Since the letter makes no reference to the destruction of the Temple; it's written in a more refined way than the other genuine letters of Paul; Timothy is referenced as still being alive (13:23); and Clement of Alexandria makes reference to it in 95 CE; it is believed to have been written shortly after Paul's death and around the time of the breakout of the first judean war; therefore 65/66 CE.

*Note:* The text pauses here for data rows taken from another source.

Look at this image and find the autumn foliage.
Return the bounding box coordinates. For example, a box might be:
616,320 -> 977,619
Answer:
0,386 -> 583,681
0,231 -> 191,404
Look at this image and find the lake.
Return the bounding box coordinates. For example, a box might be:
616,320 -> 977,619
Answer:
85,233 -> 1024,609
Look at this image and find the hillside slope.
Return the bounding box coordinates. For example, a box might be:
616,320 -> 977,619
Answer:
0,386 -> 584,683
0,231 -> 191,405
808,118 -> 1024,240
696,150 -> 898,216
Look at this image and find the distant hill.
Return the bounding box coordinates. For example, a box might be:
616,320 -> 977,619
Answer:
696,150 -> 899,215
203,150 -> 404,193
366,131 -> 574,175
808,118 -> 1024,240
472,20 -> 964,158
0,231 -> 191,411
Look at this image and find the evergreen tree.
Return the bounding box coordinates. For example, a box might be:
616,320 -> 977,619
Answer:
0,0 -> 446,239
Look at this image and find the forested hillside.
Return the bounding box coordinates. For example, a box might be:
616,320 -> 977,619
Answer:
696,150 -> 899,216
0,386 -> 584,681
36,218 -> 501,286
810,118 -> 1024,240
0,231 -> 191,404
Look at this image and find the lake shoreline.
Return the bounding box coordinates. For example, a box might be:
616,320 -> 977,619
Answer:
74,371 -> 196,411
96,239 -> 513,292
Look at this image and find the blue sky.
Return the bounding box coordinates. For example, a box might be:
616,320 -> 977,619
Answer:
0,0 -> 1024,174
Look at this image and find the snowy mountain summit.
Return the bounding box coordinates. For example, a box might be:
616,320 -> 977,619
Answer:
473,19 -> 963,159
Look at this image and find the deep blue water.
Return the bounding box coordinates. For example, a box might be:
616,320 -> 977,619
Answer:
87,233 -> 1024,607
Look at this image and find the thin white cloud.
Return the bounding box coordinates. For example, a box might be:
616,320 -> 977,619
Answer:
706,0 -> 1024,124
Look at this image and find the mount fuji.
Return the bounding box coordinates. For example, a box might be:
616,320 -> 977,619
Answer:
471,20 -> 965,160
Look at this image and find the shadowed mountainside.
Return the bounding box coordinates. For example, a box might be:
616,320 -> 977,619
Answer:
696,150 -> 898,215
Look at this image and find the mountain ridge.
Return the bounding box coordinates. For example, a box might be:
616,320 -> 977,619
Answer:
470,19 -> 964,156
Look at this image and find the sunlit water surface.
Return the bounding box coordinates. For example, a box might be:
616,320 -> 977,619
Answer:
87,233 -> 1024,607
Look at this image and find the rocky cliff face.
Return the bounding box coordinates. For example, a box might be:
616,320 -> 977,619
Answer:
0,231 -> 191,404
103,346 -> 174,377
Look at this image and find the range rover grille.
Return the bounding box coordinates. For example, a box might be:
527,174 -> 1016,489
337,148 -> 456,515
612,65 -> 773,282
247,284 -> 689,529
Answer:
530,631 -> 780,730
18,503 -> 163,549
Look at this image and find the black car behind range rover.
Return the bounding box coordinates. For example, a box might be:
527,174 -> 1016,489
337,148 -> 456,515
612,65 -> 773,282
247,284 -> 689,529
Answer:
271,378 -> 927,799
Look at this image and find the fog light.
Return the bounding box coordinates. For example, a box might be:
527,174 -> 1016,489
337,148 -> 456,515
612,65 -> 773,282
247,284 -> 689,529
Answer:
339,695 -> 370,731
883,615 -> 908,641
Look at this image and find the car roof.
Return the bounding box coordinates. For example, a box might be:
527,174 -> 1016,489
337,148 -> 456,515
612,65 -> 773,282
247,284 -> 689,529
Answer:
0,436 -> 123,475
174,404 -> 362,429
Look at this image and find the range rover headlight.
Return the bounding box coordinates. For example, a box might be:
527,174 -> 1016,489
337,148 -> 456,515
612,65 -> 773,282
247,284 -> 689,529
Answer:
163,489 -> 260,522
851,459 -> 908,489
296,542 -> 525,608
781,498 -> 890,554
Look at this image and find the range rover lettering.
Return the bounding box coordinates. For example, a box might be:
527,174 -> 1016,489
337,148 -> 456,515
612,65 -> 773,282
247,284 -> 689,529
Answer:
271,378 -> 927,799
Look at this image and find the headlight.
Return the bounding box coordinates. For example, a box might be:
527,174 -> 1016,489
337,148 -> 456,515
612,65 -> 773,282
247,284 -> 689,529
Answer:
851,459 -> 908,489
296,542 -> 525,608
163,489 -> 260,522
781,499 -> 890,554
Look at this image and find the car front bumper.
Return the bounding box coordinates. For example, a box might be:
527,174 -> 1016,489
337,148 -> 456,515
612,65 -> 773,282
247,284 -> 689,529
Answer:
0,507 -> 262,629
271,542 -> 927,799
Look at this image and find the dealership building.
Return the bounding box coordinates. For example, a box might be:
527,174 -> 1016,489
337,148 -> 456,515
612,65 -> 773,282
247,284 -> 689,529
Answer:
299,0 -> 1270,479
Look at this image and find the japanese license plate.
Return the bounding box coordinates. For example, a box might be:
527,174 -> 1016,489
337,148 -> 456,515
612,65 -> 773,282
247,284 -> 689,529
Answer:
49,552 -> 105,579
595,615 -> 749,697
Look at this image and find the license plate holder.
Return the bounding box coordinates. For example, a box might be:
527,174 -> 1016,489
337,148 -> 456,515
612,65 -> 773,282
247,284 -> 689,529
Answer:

The reference to "obedience" to those taking the lead among them without making also a reference to the apostles in Jerusalem (James the Just brother of Jesus and John son of Zebedee, or Judas brother of Jesus, the leadership of the mother congregation in Jerusalem) all the while defending anti-Torah ideas that were completely at odds with the general orientation of the church in Jerusalem - therefore, apostate - is a clear attack to the orthodox christianity as represented by the jamesian tradition. It was Paul that established episkopos and diakonos in the congregations, not James. It was Paul who appointed travelling overseers to make these appointments in the congregations that he himself had established, not James.
You have to understand this appeal to obedience to the local "authority" in the broader context of the struggle between two different and antagonic apostolic authorities: the twelve, and Paul. If someone is still in the mind frame that the church in the first century was a unity, that someone still has a long way ahead to educate himself/herself.